Lasso co-founder Ophir Dror told TechCrunch that the company found content from its own GitHub repository appearing in Copilot because it had been indexed and cached by Microsoft’s Bing search engine. Dror said the repository, which had been mistakenly made public for a brief period, had since been set to private, and accessing it on GitHub returned a “page not found” error.
“On Copilot, surprisingly enough, we found one of our own private repositories,” said Dror. “If I was to browse the web, I wouldn’t see this data. But anyone in the world could ask Copilot the right question and get this data.”
After it realized that any data on GitHub, even briefly, could be potentially exposed by tools like Copilot, Lasso investigated further.
Lasso extracted a list of repositories that were public at any point in 2024 and identified the repositories that had since been deleted or set to private. Using Bing’s caching mechanism, the company found more than 20,000 since-private GitHub repositories still had data accessible through Copilot, affecting more than 16,000 organizations.
Affected organizations include Amazon Web Services, Google, IBM, PayPal, Tencent, and Microsoft itself, according to Lasso. For some affected companies, Copilot could be prompted to return confidential GitHub archives that contain intellectual property, sensitive corporate data, access keys, and tokens, the company said.

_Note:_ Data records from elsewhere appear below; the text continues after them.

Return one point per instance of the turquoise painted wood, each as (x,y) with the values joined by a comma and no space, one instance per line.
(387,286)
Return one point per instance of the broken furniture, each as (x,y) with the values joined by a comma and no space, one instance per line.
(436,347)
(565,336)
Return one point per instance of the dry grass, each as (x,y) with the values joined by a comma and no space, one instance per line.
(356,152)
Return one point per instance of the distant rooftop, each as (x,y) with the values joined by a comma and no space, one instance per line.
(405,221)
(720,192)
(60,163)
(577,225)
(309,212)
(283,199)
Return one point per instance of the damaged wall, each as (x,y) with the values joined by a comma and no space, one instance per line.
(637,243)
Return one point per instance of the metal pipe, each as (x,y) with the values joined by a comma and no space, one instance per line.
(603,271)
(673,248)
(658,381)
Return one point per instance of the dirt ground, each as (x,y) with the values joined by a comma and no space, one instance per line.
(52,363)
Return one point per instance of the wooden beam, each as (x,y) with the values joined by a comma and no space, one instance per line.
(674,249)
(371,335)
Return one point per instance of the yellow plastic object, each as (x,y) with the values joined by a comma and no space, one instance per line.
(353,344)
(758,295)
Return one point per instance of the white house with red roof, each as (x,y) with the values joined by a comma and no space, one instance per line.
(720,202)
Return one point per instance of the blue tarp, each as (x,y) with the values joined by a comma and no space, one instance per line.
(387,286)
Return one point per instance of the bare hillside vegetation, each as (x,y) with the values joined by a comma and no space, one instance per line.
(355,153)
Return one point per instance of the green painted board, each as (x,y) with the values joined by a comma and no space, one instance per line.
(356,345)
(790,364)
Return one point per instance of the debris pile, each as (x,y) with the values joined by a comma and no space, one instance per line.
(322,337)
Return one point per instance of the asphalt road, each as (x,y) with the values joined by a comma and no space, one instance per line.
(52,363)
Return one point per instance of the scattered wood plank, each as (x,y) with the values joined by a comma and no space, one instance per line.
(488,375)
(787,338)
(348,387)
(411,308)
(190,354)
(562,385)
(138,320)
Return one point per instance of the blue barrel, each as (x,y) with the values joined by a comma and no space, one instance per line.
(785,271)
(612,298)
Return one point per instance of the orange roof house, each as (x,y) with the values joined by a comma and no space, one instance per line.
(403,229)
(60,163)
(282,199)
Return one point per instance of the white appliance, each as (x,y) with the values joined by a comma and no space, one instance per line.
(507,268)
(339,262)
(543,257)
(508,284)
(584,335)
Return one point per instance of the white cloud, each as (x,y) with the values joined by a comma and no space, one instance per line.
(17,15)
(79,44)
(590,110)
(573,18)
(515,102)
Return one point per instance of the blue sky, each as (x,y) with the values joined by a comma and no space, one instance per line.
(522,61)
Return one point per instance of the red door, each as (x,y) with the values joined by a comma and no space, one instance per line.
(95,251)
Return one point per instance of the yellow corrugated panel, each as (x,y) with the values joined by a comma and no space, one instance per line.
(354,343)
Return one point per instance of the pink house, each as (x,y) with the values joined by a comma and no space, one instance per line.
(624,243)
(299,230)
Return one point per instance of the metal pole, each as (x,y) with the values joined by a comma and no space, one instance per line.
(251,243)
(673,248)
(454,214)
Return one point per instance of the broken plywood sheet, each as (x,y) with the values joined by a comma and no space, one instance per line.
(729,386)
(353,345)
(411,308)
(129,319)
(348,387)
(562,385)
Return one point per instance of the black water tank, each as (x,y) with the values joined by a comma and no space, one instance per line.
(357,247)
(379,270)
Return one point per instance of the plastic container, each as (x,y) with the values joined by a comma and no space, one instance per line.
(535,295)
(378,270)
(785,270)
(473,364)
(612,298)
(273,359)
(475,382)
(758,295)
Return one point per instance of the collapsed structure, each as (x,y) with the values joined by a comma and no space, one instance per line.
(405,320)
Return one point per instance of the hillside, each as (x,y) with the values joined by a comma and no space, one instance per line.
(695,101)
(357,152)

Lasso noted that it used Copilot to retrieve the contents of a GitHub repo — since deleted by Microsoft — that hosted a tool allowing the creation of “offensive and harmful” AI images using Microsoft’s cloud AI service.

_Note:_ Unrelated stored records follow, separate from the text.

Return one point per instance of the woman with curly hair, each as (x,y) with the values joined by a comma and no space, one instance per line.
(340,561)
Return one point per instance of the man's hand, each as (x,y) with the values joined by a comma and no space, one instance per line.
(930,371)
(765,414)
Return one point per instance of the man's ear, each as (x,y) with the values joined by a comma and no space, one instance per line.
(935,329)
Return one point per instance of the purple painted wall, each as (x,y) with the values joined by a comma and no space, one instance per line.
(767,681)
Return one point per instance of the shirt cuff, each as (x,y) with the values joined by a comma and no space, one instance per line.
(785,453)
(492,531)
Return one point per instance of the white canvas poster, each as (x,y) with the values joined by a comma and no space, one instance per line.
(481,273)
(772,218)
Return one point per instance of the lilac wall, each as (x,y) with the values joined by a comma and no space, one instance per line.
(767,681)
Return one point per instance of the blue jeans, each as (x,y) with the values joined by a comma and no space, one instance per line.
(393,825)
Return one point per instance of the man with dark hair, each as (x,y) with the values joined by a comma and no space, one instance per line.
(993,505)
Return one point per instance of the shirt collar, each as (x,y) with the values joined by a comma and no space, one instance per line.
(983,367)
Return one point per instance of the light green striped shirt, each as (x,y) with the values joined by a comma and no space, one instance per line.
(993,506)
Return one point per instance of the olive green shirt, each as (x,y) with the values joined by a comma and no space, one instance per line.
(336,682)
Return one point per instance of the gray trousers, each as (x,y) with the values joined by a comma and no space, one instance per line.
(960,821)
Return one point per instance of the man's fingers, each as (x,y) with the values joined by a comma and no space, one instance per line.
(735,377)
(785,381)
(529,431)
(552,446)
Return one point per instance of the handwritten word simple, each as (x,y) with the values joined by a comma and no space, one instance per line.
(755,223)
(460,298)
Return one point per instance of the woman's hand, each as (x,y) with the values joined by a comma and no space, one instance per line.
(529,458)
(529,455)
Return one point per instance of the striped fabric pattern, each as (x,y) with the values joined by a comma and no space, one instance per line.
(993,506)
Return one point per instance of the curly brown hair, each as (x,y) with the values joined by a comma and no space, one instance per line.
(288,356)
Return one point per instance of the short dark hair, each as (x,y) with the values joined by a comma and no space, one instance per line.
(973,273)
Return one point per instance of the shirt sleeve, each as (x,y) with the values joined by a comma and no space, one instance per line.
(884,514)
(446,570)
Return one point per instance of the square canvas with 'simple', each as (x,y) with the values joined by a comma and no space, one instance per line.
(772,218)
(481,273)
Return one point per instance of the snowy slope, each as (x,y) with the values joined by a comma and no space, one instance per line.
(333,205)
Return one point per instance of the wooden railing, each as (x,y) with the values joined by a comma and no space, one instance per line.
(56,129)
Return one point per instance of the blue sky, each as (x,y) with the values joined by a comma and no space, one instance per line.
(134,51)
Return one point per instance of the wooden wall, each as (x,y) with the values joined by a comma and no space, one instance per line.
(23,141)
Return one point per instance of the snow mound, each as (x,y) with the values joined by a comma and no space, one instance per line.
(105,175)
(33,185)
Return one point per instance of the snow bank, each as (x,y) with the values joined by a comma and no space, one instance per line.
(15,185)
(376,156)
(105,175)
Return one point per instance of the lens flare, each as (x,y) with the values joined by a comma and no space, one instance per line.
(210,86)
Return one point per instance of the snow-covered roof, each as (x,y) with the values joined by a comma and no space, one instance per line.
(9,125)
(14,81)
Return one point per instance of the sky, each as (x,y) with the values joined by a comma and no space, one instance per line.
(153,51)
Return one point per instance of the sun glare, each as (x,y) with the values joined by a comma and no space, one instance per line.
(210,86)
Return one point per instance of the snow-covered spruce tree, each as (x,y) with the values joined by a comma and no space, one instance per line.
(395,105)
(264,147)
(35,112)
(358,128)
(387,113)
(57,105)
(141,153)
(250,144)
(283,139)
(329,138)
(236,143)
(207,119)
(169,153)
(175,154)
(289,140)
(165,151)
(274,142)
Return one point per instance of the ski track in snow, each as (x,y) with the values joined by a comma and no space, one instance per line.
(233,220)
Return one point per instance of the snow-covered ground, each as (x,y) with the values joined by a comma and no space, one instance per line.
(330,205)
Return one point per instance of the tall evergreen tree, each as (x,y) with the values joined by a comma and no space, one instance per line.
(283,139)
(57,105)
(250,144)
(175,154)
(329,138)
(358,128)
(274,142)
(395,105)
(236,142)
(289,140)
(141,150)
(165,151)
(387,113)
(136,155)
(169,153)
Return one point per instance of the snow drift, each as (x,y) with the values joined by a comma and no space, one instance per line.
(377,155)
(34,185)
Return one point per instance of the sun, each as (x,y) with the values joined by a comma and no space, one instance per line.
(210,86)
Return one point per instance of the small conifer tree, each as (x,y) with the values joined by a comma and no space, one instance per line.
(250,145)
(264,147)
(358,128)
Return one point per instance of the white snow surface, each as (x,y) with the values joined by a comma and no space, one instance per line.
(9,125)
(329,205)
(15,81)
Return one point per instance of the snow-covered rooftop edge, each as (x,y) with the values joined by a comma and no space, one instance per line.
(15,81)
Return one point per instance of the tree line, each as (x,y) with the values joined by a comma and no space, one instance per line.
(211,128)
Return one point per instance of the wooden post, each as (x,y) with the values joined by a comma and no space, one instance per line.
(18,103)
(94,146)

Dror said that Lasso reached out to all affected companies who were “severely affected” by the data exposure and advised them to rotate or revoke any compromised keys.
None of the affected companies named by Lasso responded to TechCrunch’s questions. Microsoft also did not respond to TechCrunch’s inquiry.
Lasso informed Microsoft of its findings in November 2024. Microsoft told Lasso that it classified the issue as “low severity,” stating that this caching behavior was “acceptable,” Microsoft no longer included links to Bing’s cache in its search results starting December 2024.
However, Lasso says that though the caching feature was disabled, Copilot still had access to the data even though it was not visible through traditional web searches, indicating a temporary fix.